既存の細胞識別技術に比して、画像活性セルソルーターでは光の強度に加え、細胞の形状や細胞内の分子の分布なども計測できる特徴から、より高精度な診断が行える。
2021年3月にはインキュベイトファンド(東京都港区)を引受先とした第三者割当増資により6000万円の資金を調達。がん研有明病院と取り組んでいる精度向上や、省力化を両立したAI細胞診システムによる子宮頸ガン検診の実現を目指す共同研究などを推進する。
【審査を代表して】
「シンプルなハードウエア製品がシンプルに問題解決」
株式会社Clay Tech 代表取締役 九頭龍 雄一郎 氏
上位2社の発表には目を見開かれるものがあった。昨今のハードウエア業界はソフトウエア化が進展しており、巨大なプラットフォームとセンサー群にビッグデータとAIで対応する傾向にある。これに対し、両社はシンプルなハードウエア製品がシンプルに問題を解決している。ハードウエア業界ではやり尽くされている感じがある中、シンプルなハードウエア技術で、これほどの社会的意義と市場性、横展開の柔軟性を兼ね揃えた製品ができることに感心した。

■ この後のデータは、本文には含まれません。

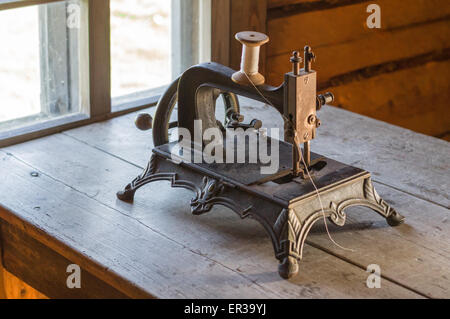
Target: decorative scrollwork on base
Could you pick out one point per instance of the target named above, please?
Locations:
(291, 231)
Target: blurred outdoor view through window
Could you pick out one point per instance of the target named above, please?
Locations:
(140, 45)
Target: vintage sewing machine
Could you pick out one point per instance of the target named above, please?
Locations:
(286, 202)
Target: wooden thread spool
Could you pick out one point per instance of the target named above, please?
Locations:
(251, 43)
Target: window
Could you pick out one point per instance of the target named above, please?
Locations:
(41, 65)
(69, 63)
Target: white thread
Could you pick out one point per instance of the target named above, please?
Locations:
(306, 167)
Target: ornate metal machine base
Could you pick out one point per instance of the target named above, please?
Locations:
(286, 207)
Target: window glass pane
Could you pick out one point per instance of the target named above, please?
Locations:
(39, 63)
(140, 45)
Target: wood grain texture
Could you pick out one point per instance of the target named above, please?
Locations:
(18, 289)
(219, 250)
(99, 58)
(352, 57)
(279, 3)
(369, 148)
(45, 270)
(348, 23)
(335, 141)
(376, 48)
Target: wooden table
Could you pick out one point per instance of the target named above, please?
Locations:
(154, 247)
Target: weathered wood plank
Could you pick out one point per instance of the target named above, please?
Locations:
(46, 270)
(278, 3)
(132, 240)
(17, 289)
(392, 154)
(415, 98)
(220, 31)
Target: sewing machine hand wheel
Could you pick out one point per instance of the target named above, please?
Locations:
(166, 104)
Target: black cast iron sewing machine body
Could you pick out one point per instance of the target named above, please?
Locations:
(285, 202)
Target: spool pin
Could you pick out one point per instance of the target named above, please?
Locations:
(251, 43)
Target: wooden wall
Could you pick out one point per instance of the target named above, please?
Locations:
(399, 73)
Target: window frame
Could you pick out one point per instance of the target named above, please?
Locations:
(99, 105)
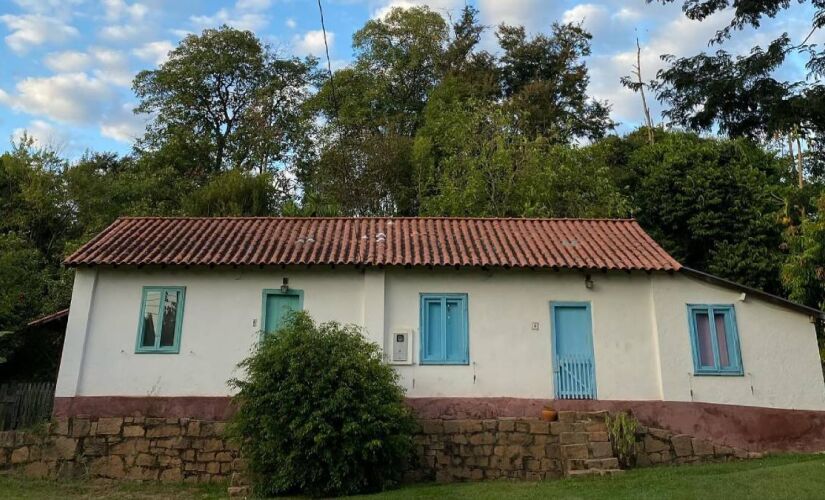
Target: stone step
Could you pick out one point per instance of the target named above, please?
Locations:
(593, 472)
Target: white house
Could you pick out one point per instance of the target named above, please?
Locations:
(479, 316)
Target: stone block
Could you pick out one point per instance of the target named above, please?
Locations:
(107, 426)
(133, 431)
(482, 438)
(595, 427)
(20, 455)
(458, 438)
(193, 428)
(682, 445)
(506, 425)
(145, 460)
(238, 491)
(567, 416)
(452, 426)
(539, 427)
(601, 449)
(213, 445)
(37, 469)
(432, 426)
(519, 438)
(174, 474)
(142, 474)
(572, 437)
(110, 467)
(598, 436)
(65, 447)
(60, 427)
(574, 451)
(653, 445)
(81, 427)
(702, 448)
(167, 430)
(469, 426)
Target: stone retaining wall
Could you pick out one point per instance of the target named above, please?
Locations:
(176, 449)
(516, 448)
(661, 446)
(181, 449)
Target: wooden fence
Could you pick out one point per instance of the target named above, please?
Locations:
(23, 404)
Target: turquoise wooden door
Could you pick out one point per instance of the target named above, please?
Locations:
(573, 365)
(276, 308)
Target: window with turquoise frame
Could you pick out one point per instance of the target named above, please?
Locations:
(161, 316)
(715, 340)
(444, 329)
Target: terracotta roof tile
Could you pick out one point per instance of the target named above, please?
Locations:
(371, 241)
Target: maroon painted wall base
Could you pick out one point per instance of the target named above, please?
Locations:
(747, 427)
(196, 407)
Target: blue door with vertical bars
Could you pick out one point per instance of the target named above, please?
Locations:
(573, 366)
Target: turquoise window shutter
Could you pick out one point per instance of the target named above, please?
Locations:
(714, 339)
(161, 320)
(444, 329)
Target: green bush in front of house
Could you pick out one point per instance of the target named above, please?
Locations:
(320, 413)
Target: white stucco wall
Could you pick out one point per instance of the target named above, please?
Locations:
(640, 330)
(780, 357)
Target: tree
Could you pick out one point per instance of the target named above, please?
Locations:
(546, 81)
(227, 96)
(803, 273)
(321, 413)
(237, 193)
(375, 111)
(714, 204)
(744, 95)
(471, 161)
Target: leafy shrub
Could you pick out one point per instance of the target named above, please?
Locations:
(622, 430)
(320, 413)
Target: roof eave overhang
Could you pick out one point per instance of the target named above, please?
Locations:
(767, 297)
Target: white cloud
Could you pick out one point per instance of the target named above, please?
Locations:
(441, 6)
(312, 42)
(70, 97)
(154, 52)
(35, 29)
(67, 61)
(123, 32)
(123, 125)
(253, 4)
(51, 7)
(593, 17)
(112, 66)
(117, 9)
(242, 21)
(43, 133)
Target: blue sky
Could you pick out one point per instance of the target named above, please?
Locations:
(67, 64)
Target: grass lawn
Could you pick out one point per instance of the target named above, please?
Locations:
(787, 476)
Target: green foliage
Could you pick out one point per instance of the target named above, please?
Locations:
(714, 204)
(414, 77)
(470, 161)
(230, 96)
(622, 431)
(320, 413)
(804, 271)
(238, 193)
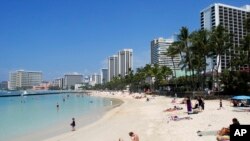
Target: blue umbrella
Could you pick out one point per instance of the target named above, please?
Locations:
(241, 97)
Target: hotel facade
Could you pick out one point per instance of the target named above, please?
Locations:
(233, 20)
(24, 79)
(120, 64)
(159, 48)
(71, 79)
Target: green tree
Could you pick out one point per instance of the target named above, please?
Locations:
(220, 42)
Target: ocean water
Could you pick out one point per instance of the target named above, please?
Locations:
(37, 117)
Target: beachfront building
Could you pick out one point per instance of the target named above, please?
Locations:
(125, 61)
(95, 79)
(233, 20)
(104, 76)
(21, 79)
(4, 85)
(112, 67)
(71, 79)
(159, 48)
(59, 83)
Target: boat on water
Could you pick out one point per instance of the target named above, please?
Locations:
(24, 93)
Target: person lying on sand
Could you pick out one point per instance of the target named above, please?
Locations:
(173, 109)
(176, 118)
(224, 133)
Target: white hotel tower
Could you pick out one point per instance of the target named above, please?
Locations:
(24, 79)
(125, 58)
(159, 48)
(120, 64)
(233, 20)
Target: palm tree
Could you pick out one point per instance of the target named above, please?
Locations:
(172, 52)
(183, 41)
(220, 42)
(246, 42)
(201, 50)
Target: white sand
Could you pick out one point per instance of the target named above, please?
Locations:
(148, 120)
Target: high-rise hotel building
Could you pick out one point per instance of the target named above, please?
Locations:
(24, 79)
(104, 75)
(71, 79)
(125, 61)
(120, 64)
(158, 53)
(233, 20)
(112, 67)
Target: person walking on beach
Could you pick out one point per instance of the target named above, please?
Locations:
(133, 136)
(201, 103)
(189, 105)
(73, 124)
(57, 106)
(220, 104)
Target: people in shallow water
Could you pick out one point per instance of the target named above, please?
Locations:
(73, 124)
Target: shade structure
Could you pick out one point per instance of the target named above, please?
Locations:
(241, 97)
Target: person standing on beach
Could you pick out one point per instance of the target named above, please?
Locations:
(189, 105)
(57, 106)
(73, 124)
(220, 104)
(134, 137)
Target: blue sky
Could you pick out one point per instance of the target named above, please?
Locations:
(64, 36)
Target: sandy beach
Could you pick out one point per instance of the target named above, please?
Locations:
(147, 119)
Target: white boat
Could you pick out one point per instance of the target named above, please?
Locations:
(24, 93)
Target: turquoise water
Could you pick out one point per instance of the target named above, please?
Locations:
(22, 116)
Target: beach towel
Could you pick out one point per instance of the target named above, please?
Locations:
(207, 133)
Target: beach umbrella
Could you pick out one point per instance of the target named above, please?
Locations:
(241, 97)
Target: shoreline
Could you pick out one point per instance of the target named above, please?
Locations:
(63, 127)
(148, 120)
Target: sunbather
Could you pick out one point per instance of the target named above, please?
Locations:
(173, 109)
(176, 118)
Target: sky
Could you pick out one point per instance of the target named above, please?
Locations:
(66, 36)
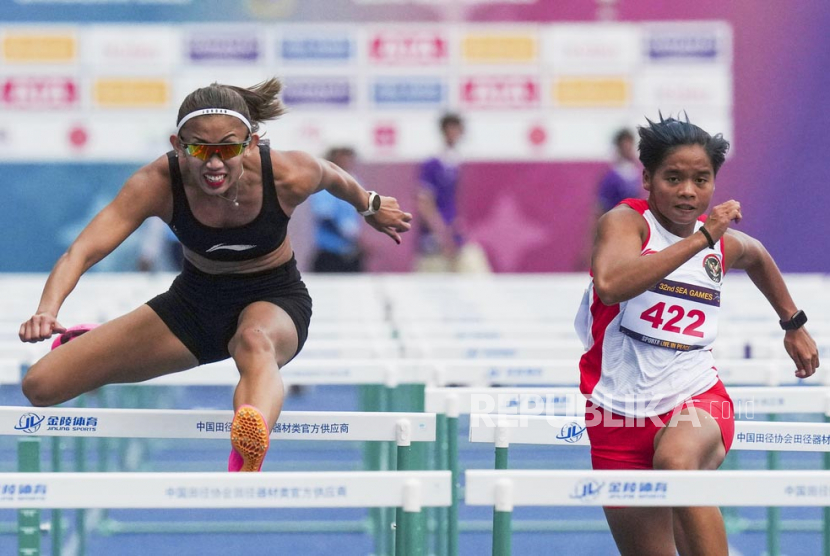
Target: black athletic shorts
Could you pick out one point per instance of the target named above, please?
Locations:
(202, 310)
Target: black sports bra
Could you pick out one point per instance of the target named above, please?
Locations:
(259, 237)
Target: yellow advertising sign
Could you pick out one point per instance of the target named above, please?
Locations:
(39, 48)
(500, 48)
(592, 92)
(131, 93)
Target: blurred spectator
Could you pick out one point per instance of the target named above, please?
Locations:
(160, 249)
(337, 224)
(623, 180)
(442, 246)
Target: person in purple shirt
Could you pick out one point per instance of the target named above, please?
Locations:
(442, 246)
(622, 180)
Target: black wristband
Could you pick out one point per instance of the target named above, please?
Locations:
(708, 237)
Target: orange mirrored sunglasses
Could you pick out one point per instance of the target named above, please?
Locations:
(205, 151)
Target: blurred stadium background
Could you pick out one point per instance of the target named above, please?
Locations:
(89, 91)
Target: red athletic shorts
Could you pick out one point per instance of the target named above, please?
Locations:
(632, 447)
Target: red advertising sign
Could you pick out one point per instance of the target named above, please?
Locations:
(408, 48)
(40, 93)
(491, 91)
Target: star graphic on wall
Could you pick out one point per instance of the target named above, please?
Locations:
(507, 234)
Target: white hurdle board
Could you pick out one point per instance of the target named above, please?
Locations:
(364, 489)
(747, 400)
(504, 430)
(151, 423)
(509, 488)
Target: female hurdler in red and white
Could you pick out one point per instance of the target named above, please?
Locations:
(648, 322)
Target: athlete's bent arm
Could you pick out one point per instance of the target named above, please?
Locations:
(136, 201)
(620, 272)
(310, 175)
(747, 253)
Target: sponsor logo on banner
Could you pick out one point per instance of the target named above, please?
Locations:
(571, 432)
(22, 492)
(131, 93)
(318, 48)
(595, 92)
(29, 423)
(41, 93)
(122, 47)
(674, 44)
(492, 91)
(219, 48)
(51, 49)
(335, 91)
(537, 136)
(418, 91)
(518, 48)
(408, 48)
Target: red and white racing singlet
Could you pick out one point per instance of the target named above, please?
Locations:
(647, 355)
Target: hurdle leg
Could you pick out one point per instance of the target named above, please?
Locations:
(370, 401)
(28, 521)
(826, 510)
(502, 517)
(412, 518)
(57, 516)
(455, 472)
(404, 524)
(441, 463)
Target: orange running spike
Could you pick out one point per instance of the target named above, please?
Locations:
(249, 437)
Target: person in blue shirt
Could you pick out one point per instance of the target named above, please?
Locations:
(337, 224)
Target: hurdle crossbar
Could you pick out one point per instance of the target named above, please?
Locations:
(747, 400)
(504, 430)
(507, 489)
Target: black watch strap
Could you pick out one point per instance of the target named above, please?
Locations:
(798, 320)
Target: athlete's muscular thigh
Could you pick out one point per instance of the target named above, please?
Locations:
(135, 347)
(273, 323)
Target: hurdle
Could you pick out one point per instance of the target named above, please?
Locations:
(449, 403)
(407, 491)
(504, 490)
(402, 428)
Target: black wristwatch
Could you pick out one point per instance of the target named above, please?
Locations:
(374, 204)
(798, 320)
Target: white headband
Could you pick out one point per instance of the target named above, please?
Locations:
(211, 112)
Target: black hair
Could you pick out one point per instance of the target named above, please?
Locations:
(450, 119)
(659, 139)
(258, 103)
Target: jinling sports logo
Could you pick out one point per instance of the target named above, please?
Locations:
(571, 432)
(587, 490)
(29, 423)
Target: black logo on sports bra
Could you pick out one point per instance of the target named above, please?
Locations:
(711, 263)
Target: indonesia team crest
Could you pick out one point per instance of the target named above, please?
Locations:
(711, 263)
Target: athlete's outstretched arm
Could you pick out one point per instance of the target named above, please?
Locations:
(137, 200)
(747, 253)
(310, 175)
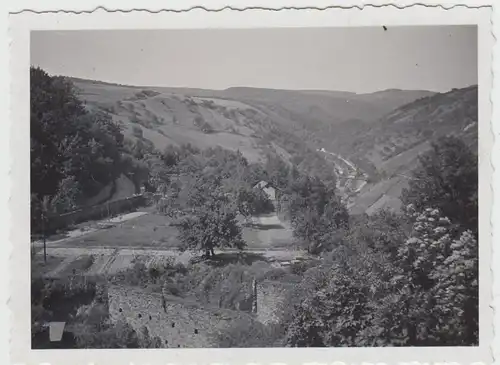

また、両社に共通するのは、市場にコストがマッチしていること。ハードウエア製品を開発すると高価格帯になりがちで、興味を持ったアーリーアダプターのみが購入して終わる場合がある。しかし、両社はシンプルであるがゆえ、既存の競合製品と十分に対抗できる価格帯で提案できる点に強みを感じた。
3位の企業は、ガン細胞の早期発見を目的とした一連のシステムを開発している。AIによる分析はすでに多くの取り組みがあり、この一連のシステムによって実現するスピードと精度、すなわちパフォーマンスが他の追随を許さなないレベルまで到達することに事業化のポイントがあるだろう。